A month later, without her ever looking him in the eye again, he’d been sent away without consultation to a school that had specialised in music at Oxford. Which was far enough away for him not to be able to go home regularly. After not being allowed to sing a note at home for all that time, Evan still wondered how he’d managed to gain one of the coveted scholarship places. Perhaps his da or Glenys were still protecting him and knew that he had to be taken away from that terrible place. This time he knew that the fault didn’t lie with him.

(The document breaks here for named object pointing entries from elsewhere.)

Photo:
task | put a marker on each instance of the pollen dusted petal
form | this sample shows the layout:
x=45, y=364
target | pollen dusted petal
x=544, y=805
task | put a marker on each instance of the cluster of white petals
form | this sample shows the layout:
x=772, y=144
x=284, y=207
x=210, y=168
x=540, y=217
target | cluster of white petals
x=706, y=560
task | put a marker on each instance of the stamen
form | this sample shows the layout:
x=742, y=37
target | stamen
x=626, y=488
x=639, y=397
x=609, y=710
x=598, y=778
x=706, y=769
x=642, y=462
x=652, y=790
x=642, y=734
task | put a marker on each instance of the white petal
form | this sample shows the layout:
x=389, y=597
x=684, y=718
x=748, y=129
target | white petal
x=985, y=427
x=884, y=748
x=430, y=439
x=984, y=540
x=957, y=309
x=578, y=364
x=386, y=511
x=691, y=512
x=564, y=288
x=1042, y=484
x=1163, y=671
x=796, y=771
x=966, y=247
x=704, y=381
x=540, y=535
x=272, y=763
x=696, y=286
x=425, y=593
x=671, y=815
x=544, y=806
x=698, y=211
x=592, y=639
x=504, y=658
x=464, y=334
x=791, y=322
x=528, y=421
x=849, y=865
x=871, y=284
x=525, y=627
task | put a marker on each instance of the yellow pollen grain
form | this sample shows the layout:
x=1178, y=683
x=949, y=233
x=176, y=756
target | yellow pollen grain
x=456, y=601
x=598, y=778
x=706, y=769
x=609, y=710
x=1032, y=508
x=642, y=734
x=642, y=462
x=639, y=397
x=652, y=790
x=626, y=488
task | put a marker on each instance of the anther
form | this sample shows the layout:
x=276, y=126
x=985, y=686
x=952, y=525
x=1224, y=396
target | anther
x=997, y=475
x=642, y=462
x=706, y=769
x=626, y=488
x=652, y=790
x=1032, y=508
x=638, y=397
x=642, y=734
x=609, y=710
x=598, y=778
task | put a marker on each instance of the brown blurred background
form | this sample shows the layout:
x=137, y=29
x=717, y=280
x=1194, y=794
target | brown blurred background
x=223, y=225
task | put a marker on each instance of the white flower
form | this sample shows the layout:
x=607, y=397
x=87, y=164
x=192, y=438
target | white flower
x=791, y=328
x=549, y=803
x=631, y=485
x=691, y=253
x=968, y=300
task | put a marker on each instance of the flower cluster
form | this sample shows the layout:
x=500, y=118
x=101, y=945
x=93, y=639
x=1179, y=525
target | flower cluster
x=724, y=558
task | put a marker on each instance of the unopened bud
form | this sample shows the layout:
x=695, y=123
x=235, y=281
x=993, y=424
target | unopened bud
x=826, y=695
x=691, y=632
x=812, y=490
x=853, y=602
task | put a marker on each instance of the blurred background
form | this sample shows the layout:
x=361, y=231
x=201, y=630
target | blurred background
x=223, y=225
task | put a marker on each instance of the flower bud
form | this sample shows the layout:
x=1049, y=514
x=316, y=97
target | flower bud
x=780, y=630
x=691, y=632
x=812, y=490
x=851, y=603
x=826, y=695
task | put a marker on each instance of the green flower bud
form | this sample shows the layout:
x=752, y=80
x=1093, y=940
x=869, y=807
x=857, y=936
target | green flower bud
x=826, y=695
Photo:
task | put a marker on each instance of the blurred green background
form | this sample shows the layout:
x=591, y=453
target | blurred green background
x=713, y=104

He could understand his mother’s agony, but he’d never been able to address it with her. Why hadn’t she been able to find succour in her one surviving son? Megan had never rejoiced in his success; never watched him on television; never listened to his recordings. She’d been embarrassed by his stardom, so he’d stopped returning home to face her torment. To his mother he would always sound too much like his father, and nothing he could do would ever help her to bear that pain. Evan had never been reconciled with her, and she died with too many unspoken issues lying unresolved between them. Too many other mothers had also joined their husbands and their children in their graves prematurely. It was heartbreaking to see. There were always fresh flowers on the Davids’ family graves—Evan paid the mother of Rhys Williams, monthly by direct debit, to maintain it perfectly as she did her own husband and son’s memorial. And it very nearly helped to assuage Evan’s conscience.